Marqués de Tamarón || Santiago de Mora Figueroa Marqués de Tamarón: El Rompimiento de Gloria (cap. XIV)

miércoles, 10 de junio de 2009

El Rompimiento de Gloria (cap. XIV)

XIV


Los golpes imperiosos a la puerta, tan de mañana, podían ser de Mefistófeles o de Beethoven, germánicos en cualquier caso. Y en efecto oí entre sueños un vozarrón declarar, con fuerte acento alemán y tono de ultimátum:

─ Señora, esta carta es de Su Alteza el Príncipe de Werneck. Espero fuera la respuesta.

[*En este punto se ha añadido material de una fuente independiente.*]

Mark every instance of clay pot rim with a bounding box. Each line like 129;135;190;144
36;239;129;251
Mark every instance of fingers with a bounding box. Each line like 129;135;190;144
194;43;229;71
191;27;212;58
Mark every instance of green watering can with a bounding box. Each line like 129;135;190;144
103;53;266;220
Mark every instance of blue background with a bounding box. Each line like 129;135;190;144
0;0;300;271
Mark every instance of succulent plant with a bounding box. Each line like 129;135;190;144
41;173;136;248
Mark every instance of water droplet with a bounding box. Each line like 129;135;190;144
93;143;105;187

Elena abrió sin prisas el sobre en la cocina y nos leyó en voz alta:

"Queridos amigos, os convido a dos cosas. Primero, a una cena de Nochevieja en mi casa; seríamos una veintena de amigos, escritores, políticos y gens du monde. Segundo, a almorzar lo que quede del foie gras y del Château Yquem, al día siguiente en la Sierra. A la excursión sólo iríamos vosotros y yo; vosotros incluye a Sátur, que naturalmente también está invitado a la cena de Nochevieja. Vuestro fiel amigo, Adam."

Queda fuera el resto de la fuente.